What made you launch Tribe in 2016? Did you know that impact investing was very popular at the time?
In many respects, the tribe was founded out of frustration. Despite advertising that finance is one of the best industries for risk awareness, it didn’t really understand the level of risk it faces.
Many companies have removed most of the basic components that build a successful society and economy, then called them externalities and told their clients that they were not part of the decision-making process.
Another frustration is that the mediation of wealth-the encouragement of this retreat and non-engagement-means that people are separated from their wealth.
People’s money should reflect the food they eat, the clothes they wear, the cars they drive, and who they are, just like the homes they live in. This does not happen with an investment.
One of the greatest powers we have is in the wallet and we need to reconnect people with the notion of what we are doing with money. Voting does more than just fill out ballots every four years.
One of the biggest headwinds against this concept is greenwashing. How can the industry tackle this, and how difficult does this make it difficult to build a portfolio for our clients?
This is a daunting task, as the quantity of products that claim to be sustainable or climate change suddenly grows enormous.
IM Influence Maps recently said that of the 723 funds surveyed, 520 took into account the Paris Agreement, but found that 71% of these funds were negatively adjusted. To make matters worse, 55% of those who claimed to be aligned were the opposite. SFDR is advancing in some way to deal with this, but it is a self-certification system.
First, Article 9 focuses on the process by which the fund is ultimately adjusted in terms of sustainable investment. However, that does not necessarily mean that, for example, the endowment is substantially contributing to the development and realization of the framework of the United Nations Sustainable Development Goals. This means that the processes and policies in place to manage the long-term sustainable risks embedded in the fund are in place.
If even Article 9 is not a panacea, how should investors look at Article 8 funds?
Article 9 is clearer about what investors can expect, but Article 8 is much broader. Many funds that originally claimed to be sustainable are no longer possible as they are now in the Article 8 category.
For me, Article 8 is always about ESG, in which people’s approaches are very diverse. This is partly due to the differences between ESG rating agencies when looking at the same company and the fact that ratings are historical information.
Article 9 The fund framework is more positive. As an investor, you really want to get an idea of the direction of a company’s move in the manager’s portfolio.
How do you analyze the fund in Article 9?
The fact that the fund is Article 9 means that the fund is likely to be considered for approval by us-much more than the previous Article 8-but our due diligence. Due diligence is the same.
My slight concern about SFDR is that other wealth managers may take this at face value and say “that’s enough”. However, this is not always the case. SFDR is useful from a due diligence perspective, but you really need to understand managers, processes, philosophies, and performance (both past and forecast) before making a decision.

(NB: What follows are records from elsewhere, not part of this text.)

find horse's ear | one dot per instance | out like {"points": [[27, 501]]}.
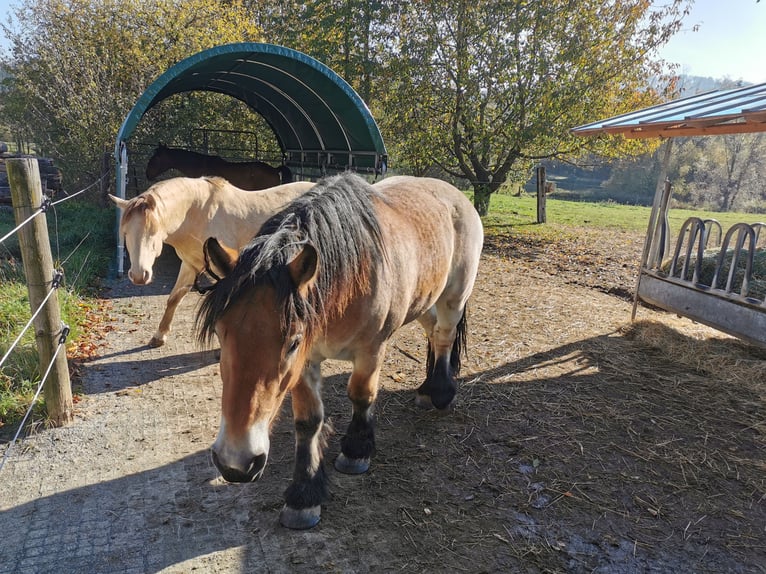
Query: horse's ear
{"points": [[118, 201], [219, 259], [304, 268]]}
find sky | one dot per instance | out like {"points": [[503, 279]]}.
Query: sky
{"points": [[729, 41]]}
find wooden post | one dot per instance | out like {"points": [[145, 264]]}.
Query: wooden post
{"points": [[26, 194], [541, 216]]}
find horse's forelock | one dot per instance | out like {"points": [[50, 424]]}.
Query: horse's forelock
{"points": [[144, 204]]}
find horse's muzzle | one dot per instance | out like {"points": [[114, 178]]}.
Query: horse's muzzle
{"points": [[143, 279], [253, 472]]}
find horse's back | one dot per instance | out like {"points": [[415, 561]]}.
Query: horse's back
{"points": [[436, 210], [433, 237]]}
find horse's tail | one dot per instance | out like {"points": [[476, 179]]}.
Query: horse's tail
{"points": [[460, 344], [285, 175]]}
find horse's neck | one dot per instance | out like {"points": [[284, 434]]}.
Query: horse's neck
{"points": [[173, 211]]}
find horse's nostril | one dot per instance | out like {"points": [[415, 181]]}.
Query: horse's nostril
{"points": [[251, 474]]}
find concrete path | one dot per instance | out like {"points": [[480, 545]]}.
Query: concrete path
{"points": [[129, 486]]}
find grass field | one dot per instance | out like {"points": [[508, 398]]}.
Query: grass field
{"points": [[508, 211], [82, 243]]}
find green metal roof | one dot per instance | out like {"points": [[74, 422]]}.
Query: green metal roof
{"points": [[317, 118]]}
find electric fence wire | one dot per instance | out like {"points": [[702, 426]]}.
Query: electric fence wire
{"points": [[61, 342]]}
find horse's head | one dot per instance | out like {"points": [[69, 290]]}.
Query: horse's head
{"points": [[157, 163], [262, 321], [143, 235]]}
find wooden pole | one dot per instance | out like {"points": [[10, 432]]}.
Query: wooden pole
{"points": [[541, 215], [26, 194]]}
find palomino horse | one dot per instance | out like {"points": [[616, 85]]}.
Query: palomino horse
{"points": [[249, 175], [183, 212], [333, 275]]}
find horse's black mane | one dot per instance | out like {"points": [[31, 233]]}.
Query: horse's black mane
{"points": [[338, 218]]}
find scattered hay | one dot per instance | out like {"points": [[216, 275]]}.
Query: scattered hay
{"points": [[726, 359]]}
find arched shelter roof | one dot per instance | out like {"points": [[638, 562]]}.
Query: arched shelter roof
{"points": [[317, 118]]}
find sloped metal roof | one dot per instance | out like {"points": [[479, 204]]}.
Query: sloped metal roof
{"points": [[317, 118], [740, 110]]}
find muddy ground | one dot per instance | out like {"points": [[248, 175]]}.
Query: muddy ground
{"points": [[579, 443]]}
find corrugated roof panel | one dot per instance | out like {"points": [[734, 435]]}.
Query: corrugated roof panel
{"points": [[718, 112]]}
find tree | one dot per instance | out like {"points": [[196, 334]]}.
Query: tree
{"points": [[483, 87], [77, 67]]}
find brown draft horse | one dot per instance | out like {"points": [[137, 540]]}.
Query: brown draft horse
{"points": [[249, 175], [333, 275], [183, 212]]}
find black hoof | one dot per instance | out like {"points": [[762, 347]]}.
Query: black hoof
{"points": [[425, 402], [300, 519], [351, 465]]}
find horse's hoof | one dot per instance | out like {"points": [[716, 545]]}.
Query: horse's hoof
{"points": [[351, 465], [300, 519], [425, 402]]}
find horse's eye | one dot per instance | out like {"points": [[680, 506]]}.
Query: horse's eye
{"points": [[294, 344]]}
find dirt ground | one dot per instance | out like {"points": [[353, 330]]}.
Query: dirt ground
{"points": [[579, 443]]}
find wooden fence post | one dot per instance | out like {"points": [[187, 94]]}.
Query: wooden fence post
{"points": [[541, 215], [26, 194]]}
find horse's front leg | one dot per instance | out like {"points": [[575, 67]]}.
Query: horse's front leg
{"points": [[358, 444], [445, 325], [304, 497], [184, 282]]}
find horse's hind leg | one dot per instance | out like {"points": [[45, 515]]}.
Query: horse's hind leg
{"points": [[183, 285], [358, 444], [445, 326]]}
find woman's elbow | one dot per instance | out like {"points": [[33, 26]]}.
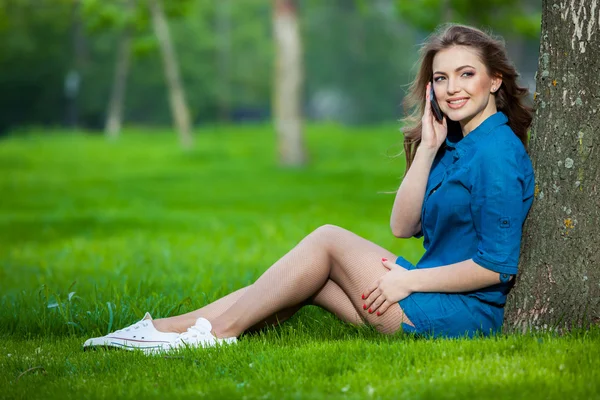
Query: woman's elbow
{"points": [[398, 232]]}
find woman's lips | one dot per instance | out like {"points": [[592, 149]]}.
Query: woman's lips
{"points": [[457, 105]]}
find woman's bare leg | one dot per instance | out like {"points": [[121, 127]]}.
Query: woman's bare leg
{"points": [[330, 297], [330, 252]]}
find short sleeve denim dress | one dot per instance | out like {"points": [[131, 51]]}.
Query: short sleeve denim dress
{"points": [[479, 192]]}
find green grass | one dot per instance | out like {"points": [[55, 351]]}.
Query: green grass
{"points": [[93, 234]]}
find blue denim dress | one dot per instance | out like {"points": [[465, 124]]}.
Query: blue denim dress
{"points": [[479, 192]]}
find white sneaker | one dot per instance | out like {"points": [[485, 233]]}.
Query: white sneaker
{"points": [[199, 335], [142, 335]]}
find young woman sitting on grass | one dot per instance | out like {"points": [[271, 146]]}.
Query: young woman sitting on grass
{"points": [[467, 190]]}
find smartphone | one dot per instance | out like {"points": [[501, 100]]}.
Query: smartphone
{"points": [[434, 105]]}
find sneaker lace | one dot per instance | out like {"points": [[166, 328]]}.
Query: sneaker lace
{"points": [[192, 333], [137, 325]]}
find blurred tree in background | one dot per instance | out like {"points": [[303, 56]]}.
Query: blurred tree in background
{"points": [[59, 57]]}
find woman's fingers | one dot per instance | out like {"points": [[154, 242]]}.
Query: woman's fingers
{"points": [[376, 304]]}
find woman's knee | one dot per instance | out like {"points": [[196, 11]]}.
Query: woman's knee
{"points": [[324, 233]]}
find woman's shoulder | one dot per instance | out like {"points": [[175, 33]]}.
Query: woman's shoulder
{"points": [[504, 150]]}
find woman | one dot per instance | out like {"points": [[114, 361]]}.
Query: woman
{"points": [[468, 189]]}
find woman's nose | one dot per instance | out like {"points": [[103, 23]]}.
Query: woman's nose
{"points": [[452, 86]]}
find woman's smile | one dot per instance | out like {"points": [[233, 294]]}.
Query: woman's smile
{"points": [[455, 104]]}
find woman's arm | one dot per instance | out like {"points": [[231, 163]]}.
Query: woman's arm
{"points": [[464, 276], [406, 212]]}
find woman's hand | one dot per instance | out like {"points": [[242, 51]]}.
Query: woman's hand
{"points": [[387, 290], [433, 133]]}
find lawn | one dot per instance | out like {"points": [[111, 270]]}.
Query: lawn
{"points": [[93, 234]]}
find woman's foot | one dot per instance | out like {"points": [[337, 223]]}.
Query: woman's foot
{"points": [[200, 335], [142, 335]]}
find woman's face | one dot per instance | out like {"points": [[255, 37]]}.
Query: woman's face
{"points": [[463, 87]]}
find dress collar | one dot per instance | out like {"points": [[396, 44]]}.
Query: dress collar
{"points": [[463, 144]]}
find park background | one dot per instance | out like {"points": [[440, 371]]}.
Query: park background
{"points": [[99, 225]]}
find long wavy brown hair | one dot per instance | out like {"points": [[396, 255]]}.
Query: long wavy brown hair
{"points": [[492, 53]]}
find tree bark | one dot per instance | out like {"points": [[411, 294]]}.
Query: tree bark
{"points": [[559, 283], [289, 78], [114, 116], [179, 107]]}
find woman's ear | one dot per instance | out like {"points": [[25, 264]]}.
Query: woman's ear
{"points": [[496, 83]]}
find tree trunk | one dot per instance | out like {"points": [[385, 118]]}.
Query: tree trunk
{"points": [[559, 283], [288, 83], [179, 107], [114, 116]]}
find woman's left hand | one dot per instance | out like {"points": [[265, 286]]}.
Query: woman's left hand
{"points": [[387, 290]]}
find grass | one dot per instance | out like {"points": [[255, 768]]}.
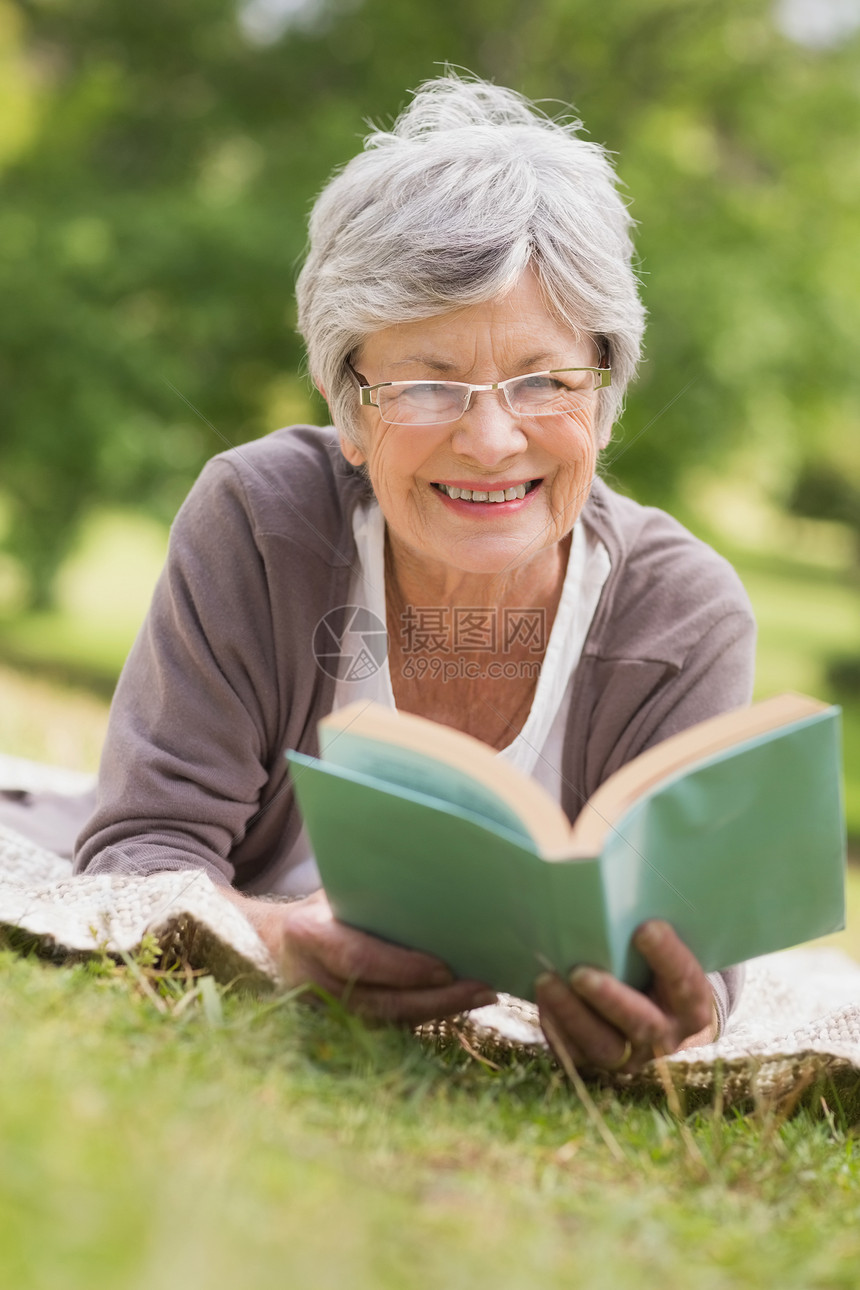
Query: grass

What are good qualitative indicators for evaluating good impact managers?
One of the questions we ask all fund managers is “what are you trying to solve with this fund?”
That is the most obvious question you can ask as an impact investor. There are so many fund managers who can’t answer this question, often because they don’t understand the nuances of the question.
They often say: “Well, we are a growth-based fund and we aim to beat this benchmark in X, Y, or Z.” But we say they I want to know the big climate and social problems that they are trying to solve materially with their funds.
I often thought it was a good question for the FCA to start asking fund managers. Because the manager said, “I have a portfolio of 50 shares with a decent ESG rating. We don’t own oil and gas, we do. It’s mostly high tech.”
There are major ESG issues within the tech sector anyway, but bye-bye. This is exactly what ESG funds do-they bring together companies that have gone through some sort of rating system.
Let’s face it, the smart players there can play the system if they want.
Frankly, ESG funds often aim for sluggish outcomes because it’s just risk management.